Unfortunately, the only alternative to the separation approach to the Establishment Clause right now is Justice Scalia’s proposal to endorse monotheism, to the denigration not only of non-believers, but Buddhists and Hindus and other believers. He says their views can be disregarded in light of the history in America of monotheism.
With luck, that proposal will not gain majority support on the Court either. It does not reflect the openness of the American people.
My book will argue that government should be permitted to endorse—“establish”—religion, just not any particular religion. My understanding of religion includes the notion of Hallowed Secularism, so that not only all believers but most secularists are included. (Whether this vision succeeds, is another question).
But my approach requires a broad notion of “religion”, one that is consonant with a basically naturalistic view of reality. For example, the natural laws of science are not subject to miraculous exceptions.
This leads to a dispute with the terrific American sociologist, Peter Berger. In A Rumor of Angels: Modern Society and the Rediscovery of the Supernatural (1969)(reissued with new material in 1990), Professor Berger suggests that trust in reality is at the heart of religion--with which I certainly agree--and that if this trust does not include a reality beyond death, that trust is not truthful, but is a delusion.
It seems to me that this assertion illustrates a basic disagreement between the Christian tradition and the original insight of the Hebrew Bible. (Judaism has since wavered on this point).

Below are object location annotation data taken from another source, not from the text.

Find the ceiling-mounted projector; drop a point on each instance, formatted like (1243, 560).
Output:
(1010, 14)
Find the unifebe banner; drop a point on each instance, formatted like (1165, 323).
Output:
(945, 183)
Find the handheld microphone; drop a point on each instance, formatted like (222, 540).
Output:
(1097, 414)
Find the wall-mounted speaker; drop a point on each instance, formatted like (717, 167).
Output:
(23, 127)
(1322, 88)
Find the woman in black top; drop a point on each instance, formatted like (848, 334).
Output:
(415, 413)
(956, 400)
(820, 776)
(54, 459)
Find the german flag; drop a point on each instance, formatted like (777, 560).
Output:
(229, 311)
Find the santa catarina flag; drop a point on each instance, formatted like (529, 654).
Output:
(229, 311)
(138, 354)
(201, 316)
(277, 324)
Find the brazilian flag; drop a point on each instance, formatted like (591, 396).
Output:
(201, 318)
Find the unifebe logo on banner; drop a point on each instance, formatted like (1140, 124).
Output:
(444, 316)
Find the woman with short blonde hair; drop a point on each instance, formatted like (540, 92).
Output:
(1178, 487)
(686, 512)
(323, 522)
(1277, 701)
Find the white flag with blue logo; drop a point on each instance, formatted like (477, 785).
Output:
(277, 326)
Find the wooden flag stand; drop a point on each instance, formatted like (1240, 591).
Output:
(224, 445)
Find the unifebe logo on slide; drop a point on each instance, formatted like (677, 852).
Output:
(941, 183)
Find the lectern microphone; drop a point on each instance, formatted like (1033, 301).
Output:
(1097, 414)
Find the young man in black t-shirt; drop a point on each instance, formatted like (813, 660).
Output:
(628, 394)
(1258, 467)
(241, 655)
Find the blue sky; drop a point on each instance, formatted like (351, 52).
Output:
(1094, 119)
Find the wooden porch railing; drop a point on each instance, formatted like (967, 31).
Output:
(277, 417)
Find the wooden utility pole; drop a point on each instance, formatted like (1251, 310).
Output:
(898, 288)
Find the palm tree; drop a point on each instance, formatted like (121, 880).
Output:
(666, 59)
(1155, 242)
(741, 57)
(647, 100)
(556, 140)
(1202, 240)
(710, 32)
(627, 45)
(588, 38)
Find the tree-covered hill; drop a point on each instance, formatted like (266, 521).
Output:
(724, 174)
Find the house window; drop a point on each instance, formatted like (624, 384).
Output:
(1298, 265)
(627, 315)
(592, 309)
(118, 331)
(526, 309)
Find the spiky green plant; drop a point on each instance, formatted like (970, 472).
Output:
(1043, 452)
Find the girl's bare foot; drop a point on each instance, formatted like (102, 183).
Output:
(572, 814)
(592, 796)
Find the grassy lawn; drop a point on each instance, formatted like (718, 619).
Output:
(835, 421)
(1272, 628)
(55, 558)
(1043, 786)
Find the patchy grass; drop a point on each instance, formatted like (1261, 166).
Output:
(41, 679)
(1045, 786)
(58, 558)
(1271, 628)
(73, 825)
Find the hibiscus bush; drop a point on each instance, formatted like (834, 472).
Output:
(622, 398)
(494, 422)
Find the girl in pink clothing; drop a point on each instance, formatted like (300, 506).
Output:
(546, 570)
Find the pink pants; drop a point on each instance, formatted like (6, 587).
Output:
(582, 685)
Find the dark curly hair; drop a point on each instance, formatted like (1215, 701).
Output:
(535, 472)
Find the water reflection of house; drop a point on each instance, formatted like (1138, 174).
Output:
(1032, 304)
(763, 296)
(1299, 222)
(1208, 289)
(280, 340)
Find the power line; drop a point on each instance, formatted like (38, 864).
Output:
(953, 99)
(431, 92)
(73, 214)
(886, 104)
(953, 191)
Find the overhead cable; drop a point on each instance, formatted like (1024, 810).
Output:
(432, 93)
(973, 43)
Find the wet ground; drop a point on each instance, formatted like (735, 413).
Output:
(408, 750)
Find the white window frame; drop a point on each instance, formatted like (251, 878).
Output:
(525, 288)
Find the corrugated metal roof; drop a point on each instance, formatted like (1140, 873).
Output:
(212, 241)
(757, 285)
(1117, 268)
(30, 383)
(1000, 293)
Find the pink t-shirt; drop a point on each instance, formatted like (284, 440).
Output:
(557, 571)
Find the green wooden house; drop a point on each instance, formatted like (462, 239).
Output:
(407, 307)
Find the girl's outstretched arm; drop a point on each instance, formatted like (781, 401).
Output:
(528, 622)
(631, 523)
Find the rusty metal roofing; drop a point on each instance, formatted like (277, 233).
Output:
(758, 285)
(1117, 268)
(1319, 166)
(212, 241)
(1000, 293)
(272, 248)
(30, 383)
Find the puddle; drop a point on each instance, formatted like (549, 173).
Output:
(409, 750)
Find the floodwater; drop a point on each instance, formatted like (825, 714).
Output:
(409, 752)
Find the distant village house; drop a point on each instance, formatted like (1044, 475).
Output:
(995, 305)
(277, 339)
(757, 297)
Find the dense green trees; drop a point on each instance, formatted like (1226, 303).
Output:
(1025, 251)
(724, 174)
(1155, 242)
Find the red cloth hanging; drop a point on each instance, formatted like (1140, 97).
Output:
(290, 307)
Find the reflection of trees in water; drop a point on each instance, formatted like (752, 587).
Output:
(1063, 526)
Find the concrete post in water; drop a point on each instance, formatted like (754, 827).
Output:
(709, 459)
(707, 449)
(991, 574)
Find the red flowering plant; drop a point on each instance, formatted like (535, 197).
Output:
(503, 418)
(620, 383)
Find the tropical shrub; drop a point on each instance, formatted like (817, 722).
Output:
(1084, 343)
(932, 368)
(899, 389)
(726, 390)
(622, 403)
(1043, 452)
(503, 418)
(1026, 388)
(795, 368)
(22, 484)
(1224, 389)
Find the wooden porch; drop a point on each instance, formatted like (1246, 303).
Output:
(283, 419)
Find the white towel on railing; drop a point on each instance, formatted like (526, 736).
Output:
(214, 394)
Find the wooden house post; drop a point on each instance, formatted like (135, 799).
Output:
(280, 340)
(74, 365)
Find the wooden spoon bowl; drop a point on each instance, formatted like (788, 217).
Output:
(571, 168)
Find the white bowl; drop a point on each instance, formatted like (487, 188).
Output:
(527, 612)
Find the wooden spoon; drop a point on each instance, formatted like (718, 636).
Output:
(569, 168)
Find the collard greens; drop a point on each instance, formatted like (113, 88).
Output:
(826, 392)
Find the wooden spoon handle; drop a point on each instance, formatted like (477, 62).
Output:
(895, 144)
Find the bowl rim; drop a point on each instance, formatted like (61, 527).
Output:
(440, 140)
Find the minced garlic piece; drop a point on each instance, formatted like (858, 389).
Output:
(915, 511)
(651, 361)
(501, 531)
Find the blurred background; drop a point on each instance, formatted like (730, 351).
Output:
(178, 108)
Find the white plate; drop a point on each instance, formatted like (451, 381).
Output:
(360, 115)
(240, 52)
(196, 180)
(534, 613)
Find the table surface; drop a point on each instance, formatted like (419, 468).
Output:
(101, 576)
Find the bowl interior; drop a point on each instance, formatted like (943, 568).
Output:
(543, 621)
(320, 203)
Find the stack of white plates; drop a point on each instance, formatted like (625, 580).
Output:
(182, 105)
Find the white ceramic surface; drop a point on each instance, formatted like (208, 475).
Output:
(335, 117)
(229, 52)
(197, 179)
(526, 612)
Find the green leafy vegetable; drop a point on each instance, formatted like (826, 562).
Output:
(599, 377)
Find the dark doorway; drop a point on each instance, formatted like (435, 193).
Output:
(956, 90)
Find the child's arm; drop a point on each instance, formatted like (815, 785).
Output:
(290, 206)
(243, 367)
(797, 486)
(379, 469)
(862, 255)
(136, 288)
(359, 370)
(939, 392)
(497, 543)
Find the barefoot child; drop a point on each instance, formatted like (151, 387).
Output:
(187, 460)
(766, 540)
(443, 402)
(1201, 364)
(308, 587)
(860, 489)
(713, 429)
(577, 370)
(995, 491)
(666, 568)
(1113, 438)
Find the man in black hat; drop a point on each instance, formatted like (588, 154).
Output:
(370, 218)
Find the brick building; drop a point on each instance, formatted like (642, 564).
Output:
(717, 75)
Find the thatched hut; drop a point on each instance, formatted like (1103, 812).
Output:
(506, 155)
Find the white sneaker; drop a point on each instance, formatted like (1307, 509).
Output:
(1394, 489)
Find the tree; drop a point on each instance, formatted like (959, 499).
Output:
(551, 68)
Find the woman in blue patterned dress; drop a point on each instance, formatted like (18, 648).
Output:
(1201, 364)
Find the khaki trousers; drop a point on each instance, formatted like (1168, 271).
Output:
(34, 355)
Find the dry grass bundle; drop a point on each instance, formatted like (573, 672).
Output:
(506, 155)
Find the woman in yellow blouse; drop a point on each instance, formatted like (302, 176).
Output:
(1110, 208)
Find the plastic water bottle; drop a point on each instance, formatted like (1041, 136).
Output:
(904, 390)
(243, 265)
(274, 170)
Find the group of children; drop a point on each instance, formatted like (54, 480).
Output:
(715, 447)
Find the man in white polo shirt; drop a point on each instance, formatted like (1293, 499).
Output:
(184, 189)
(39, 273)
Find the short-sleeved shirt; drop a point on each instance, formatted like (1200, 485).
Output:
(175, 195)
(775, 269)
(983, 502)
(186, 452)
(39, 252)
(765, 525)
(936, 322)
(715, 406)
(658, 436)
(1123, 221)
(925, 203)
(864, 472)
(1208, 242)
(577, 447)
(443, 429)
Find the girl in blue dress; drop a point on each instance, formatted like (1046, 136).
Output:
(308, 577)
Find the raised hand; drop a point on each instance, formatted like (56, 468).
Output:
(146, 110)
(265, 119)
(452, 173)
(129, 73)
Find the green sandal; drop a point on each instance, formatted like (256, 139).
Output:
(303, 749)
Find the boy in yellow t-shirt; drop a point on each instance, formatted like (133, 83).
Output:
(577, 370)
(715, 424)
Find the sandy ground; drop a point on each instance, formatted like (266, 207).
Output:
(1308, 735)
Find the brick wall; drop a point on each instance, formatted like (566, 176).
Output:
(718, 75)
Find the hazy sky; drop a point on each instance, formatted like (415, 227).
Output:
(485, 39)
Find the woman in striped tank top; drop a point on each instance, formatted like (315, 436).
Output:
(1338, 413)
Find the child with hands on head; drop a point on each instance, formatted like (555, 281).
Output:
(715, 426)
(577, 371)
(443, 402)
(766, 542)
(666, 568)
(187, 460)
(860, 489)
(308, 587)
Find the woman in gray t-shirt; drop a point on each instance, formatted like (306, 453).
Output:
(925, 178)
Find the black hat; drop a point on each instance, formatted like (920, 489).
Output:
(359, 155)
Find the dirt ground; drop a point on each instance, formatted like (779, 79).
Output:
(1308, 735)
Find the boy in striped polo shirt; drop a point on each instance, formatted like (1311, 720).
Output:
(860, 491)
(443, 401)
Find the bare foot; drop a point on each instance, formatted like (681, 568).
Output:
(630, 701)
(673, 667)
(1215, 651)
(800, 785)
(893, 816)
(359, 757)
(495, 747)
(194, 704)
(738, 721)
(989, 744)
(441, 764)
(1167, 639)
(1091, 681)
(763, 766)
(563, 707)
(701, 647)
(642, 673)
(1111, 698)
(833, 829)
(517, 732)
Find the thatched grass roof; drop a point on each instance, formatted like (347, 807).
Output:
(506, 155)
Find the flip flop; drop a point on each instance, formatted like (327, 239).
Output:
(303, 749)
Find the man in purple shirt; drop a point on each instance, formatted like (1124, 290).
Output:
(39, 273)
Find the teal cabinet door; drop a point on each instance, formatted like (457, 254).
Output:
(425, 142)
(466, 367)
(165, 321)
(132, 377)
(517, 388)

The Old Testament was generally content with a human span of life in obedience to God’s will in support of God’s plan for humanity. That is how Abraham lived and died. It is how Moses lived and died. There was no promise to them of personal immortality in a heaven, nor of an end to suffering in a new age—no messianism, in other words-- though Pope Benedict sees that promise in the farewell to Moses in Deuteronomy.
The question is, can man live with death as an ultimate finality and still affirm existence? I think the answer to that question is yes. This is a different question from the question about suffering, whether inflicted by nature or by human beings on each other. On that, more later.